Against this background, the Fraunhofer Institute for Microengineering and Microsystems has recognized the unmet need of standardized CTC isolation and developed automated microfluidic platforms to enrich, detect and isolate single tumor cells from 7.5 mL whole blood. The aim of this thesis was to realize single cell isolation by means of automated immunomagnetic bead enrichment and antibody-based fluorescence detection in a chip-based microfluidic system and the molecular biological characterization of these cells to assay tumor features from liquid biopsy.

Therefore, this work compares manual and automated immunomagnetic enrichment in terms of cell recovery in dependency of cell line and input number, bead characteristics, biofunctionaliza-tion protocol and blood cell contamination focusing on head and neck squamous cell carcinoma (HNSCC) and metastatic breast cancer. In a prototype enrichment device (IsoMAG), we established an isolation protocol with EpCAM-targeting 1 µm magnetic beads for automated enrichment tested on different epithelial cancer cell lines. White blood cell contamination, usually hampering further downstream analysis of enriched tumor cells, was measured by FACS and minimized to about 1200 cells starting from 7.5 mL blood.

In the microfluidic benchtop platform CTCelect, we characterized each process step with two different carcinoma cell lines (MCF-7, SCL-1) demon-strating up to 87 Percent enrichment, 73 percent optical detection and dispensing efficiency. 40 to 56.7 percent of cells were recovered after complete isolation from 7.5 mL untreated whole blood.

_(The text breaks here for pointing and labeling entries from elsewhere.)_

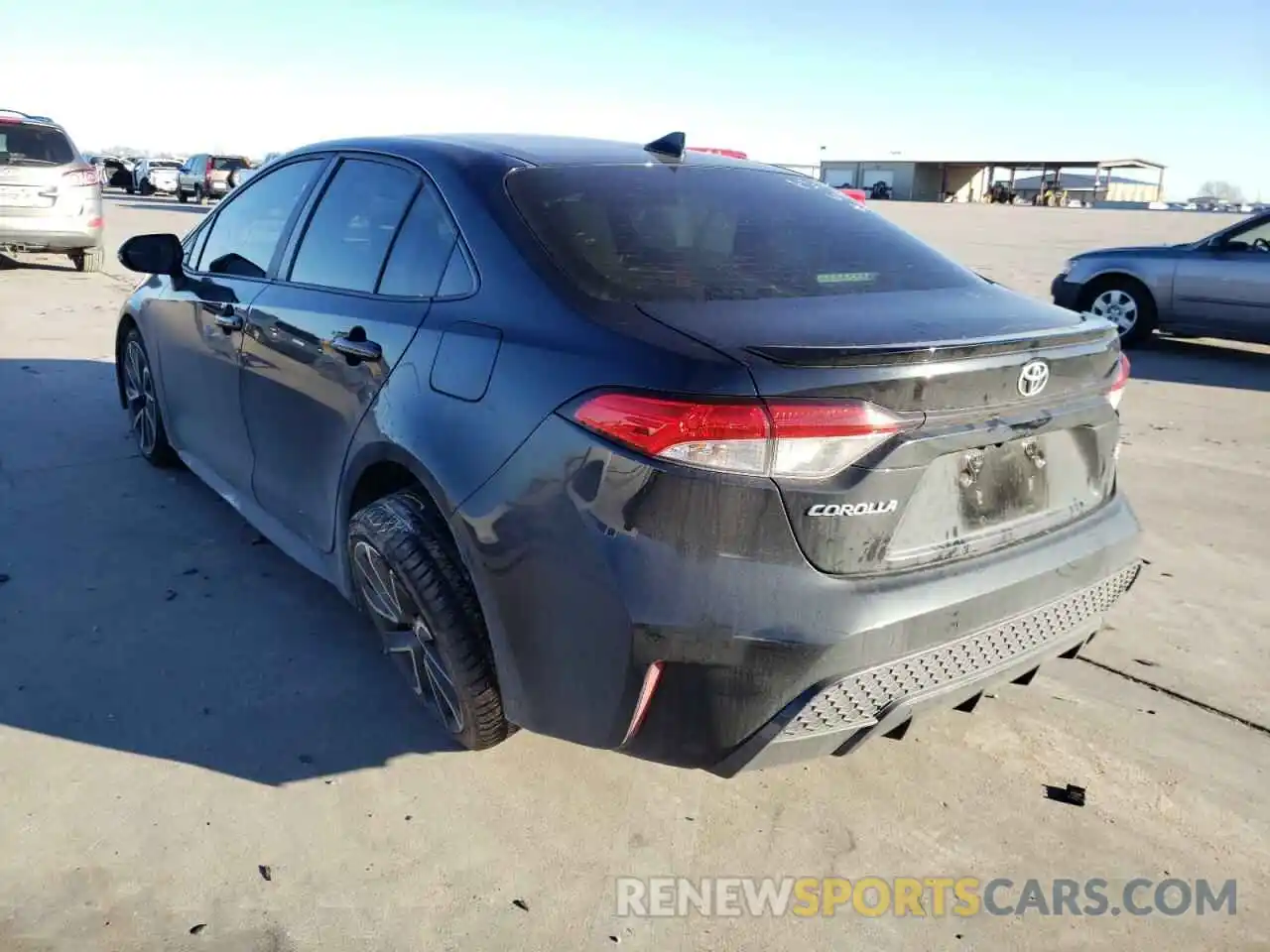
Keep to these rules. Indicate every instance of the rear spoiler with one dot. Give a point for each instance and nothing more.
(1096, 336)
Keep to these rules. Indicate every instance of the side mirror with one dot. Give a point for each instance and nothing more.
(153, 254)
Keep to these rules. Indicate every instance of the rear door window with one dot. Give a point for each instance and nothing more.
(683, 232)
(246, 229)
(352, 229)
(422, 250)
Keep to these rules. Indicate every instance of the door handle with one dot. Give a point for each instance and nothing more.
(356, 349)
(227, 317)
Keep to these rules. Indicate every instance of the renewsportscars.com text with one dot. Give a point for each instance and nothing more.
(921, 896)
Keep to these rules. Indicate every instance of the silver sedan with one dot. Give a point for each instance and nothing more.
(1216, 287)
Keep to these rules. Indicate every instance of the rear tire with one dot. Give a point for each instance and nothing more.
(1127, 302)
(145, 416)
(89, 261)
(413, 585)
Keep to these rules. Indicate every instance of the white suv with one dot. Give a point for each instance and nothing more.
(50, 194)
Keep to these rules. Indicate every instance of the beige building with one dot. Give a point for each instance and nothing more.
(937, 180)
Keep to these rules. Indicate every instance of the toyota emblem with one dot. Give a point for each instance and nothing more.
(1033, 377)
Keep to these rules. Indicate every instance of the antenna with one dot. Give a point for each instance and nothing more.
(670, 145)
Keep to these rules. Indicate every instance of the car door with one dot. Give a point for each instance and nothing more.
(324, 338)
(197, 321)
(1224, 286)
(186, 180)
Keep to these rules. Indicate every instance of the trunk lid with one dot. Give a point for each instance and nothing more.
(988, 465)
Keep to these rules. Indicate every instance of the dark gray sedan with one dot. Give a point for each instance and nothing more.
(1216, 287)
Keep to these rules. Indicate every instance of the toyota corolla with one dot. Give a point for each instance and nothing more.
(644, 448)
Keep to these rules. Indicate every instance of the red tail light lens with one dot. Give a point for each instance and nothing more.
(778, 438)
(1119, 384)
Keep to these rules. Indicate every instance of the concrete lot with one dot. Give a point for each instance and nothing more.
(181, 706)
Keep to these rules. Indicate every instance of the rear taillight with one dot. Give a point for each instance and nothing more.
(80, 178)
(1118, 385)
(774, 438)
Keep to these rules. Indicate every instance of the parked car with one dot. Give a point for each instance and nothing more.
(50, 195)
(604, 454)
(158, 176)
(204, 177)
(114, 172)
(1218, 286)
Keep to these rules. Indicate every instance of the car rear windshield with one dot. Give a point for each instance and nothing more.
(681, 232)
(35, 145)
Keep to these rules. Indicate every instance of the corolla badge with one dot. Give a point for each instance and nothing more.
(1033, 377)
(853, 508)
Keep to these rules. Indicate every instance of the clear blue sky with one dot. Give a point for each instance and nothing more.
(1185, 84)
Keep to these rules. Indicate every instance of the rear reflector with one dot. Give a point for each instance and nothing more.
(1118, 385)
(774, 438)
(652, 676)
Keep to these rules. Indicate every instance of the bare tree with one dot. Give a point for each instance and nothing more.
(1222, 189)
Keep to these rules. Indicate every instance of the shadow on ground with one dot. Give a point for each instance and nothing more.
(1209, 363)
(139, 612)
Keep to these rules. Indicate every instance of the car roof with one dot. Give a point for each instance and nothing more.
(531, 150)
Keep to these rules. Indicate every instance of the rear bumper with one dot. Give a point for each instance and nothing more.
(50, 234)
(592, 565)
(884, 699)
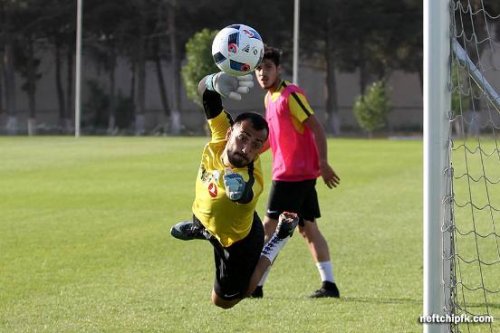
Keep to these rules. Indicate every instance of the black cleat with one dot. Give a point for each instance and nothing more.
(328, 289)
(258, 292)
(286, 225)
(189, 230)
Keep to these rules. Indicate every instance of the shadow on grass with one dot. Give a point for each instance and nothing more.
(380, 300)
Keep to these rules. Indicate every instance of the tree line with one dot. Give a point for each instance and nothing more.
(374, 38)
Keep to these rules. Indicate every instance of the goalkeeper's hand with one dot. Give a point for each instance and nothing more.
(235, 185)
(229, 86)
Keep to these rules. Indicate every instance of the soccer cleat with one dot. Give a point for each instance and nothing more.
(188, 230)
(286, 225)
(258, 292)
(328, 289)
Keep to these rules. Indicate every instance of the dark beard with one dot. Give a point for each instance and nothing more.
(237, 160)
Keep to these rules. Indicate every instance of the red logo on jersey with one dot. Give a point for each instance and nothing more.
(212, 190)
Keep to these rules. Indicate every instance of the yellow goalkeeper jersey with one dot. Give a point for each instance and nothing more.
(227, 220)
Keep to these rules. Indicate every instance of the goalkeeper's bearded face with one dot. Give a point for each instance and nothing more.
(244, 143)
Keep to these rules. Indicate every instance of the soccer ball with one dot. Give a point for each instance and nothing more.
(237, 49)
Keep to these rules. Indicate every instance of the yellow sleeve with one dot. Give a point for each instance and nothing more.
(299, 106)
(219, 126)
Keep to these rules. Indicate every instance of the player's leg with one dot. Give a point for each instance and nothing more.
(283, 196)
(317, 244)
(189, 230)
(234, 269)
(286, 225)
(315, 241)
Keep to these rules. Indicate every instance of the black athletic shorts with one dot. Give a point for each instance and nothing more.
(298, 197)
(234, 265)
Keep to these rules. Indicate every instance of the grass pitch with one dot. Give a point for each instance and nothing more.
(85, 245)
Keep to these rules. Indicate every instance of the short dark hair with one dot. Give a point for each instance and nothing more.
(258, 122)
(273, 54)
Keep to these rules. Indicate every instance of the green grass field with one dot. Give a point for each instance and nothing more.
(85, 245)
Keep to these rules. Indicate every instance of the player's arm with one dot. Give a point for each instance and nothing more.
(329, 176)
(237, 189)
(212, 101)
(300, 108)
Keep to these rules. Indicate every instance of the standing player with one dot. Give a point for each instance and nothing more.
(228, 186)
(299, 150)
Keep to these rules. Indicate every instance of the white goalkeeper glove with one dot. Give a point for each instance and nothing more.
(234, 184)
(229, 86)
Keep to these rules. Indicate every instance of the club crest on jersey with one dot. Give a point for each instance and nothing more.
(212, 190)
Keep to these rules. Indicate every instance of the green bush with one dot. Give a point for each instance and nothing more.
(199, 62)
(372, 108)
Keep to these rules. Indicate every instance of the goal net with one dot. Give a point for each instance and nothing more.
(473, 258)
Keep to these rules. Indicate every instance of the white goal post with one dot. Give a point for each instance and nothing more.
(437, 98)
(461, 238)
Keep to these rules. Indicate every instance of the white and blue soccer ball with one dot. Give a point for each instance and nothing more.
(237, 49)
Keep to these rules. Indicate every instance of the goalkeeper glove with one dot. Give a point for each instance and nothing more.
(235, 185)
(229, 86)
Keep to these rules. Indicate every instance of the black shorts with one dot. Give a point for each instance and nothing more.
(298, 197)
(234, 265)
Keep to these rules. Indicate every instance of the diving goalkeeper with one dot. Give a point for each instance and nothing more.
(228, 186)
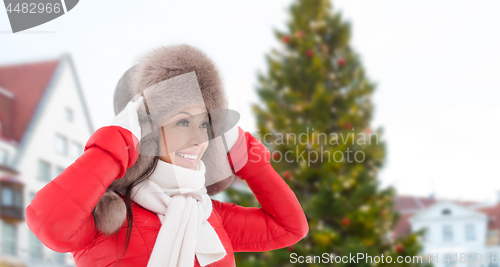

We highlighted the bottlenecks of microfluidic cell isolation in dependency of bead-binding on the cell surface and implemented a gating function for the cytometer subunit to selectively dispense cells instead of autofluorescent objects. In doing so, CTCelect enabled automated dispensing of single circulating tumor cells from HNSCC patient samples, qPCR-based confirmation of tumor-related biomarkers with a simplified one-step protocol and immunostaining using a panel of tumor markers. Addition-ally, the platform was compared to commercial CTC isolation technologies to highlight advantages and limitations of CTCelect.

In conclusion, the achieved findings substantially contribute to the establishment of the platform technology in the applied research field of liquid biopsy.